I don’t remember the colors of our shirts or our kickball, and maybe it wasn’t even lavender that bloomed against august nights.
I have no flowers. I have no house.
I am warm and you are glass, somewhere in the past.

I remember just who I was

Watching the road bounce up and down before me with the glazed morning sky unfolding, I let everything be what it wants. From the side I see everybody in their back to school rush. I remember just how that felt.
I was the smell of the inside of a new lunchbox, nicely hung uniforms and waiting at the bus stop, I was timid, blue, frightened of the new teacher, scared into silence, maybe I’d disappear. I was that top button always buttoned, hot recess sun and plastic chairs, spelling books and flashcards. I was jumpers, skorts, shorts and stressed parents, new beginnings and the start of a long year. I was a migrant, a pair of eyes without a mouth, a body for granted, thinking about my cat at home, I was applesauce and turkey rolls, macaroni and cheese, new black shoes, button downs, and wishing for the window seats. I was the face in the window of the school bus, ordinary time, the rut of a routine, smiling face, empty heart and dirty fingernails. I was a little backpack with just one book, a note, a name, and a number, I was had to pee, a coin in a wishing well, and wondering about my sister.

Short word prose

I knew a girl that wrote until all of the words floated around her.
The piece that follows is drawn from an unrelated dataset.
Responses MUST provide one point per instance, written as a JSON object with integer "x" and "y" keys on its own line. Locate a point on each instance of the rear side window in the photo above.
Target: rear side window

With pencils and paper she scribbled until she ran out of things to write on. The words would surround her like a shelter. She’d move the words around the way she liked, pulled a couple skyscrapers off the shelf, plucked some frozens out of the curtains, I’ve even seen some silence fly by the window. Then one day she showed up to school with a but in her hair.
That was the last time she raised hell with her words.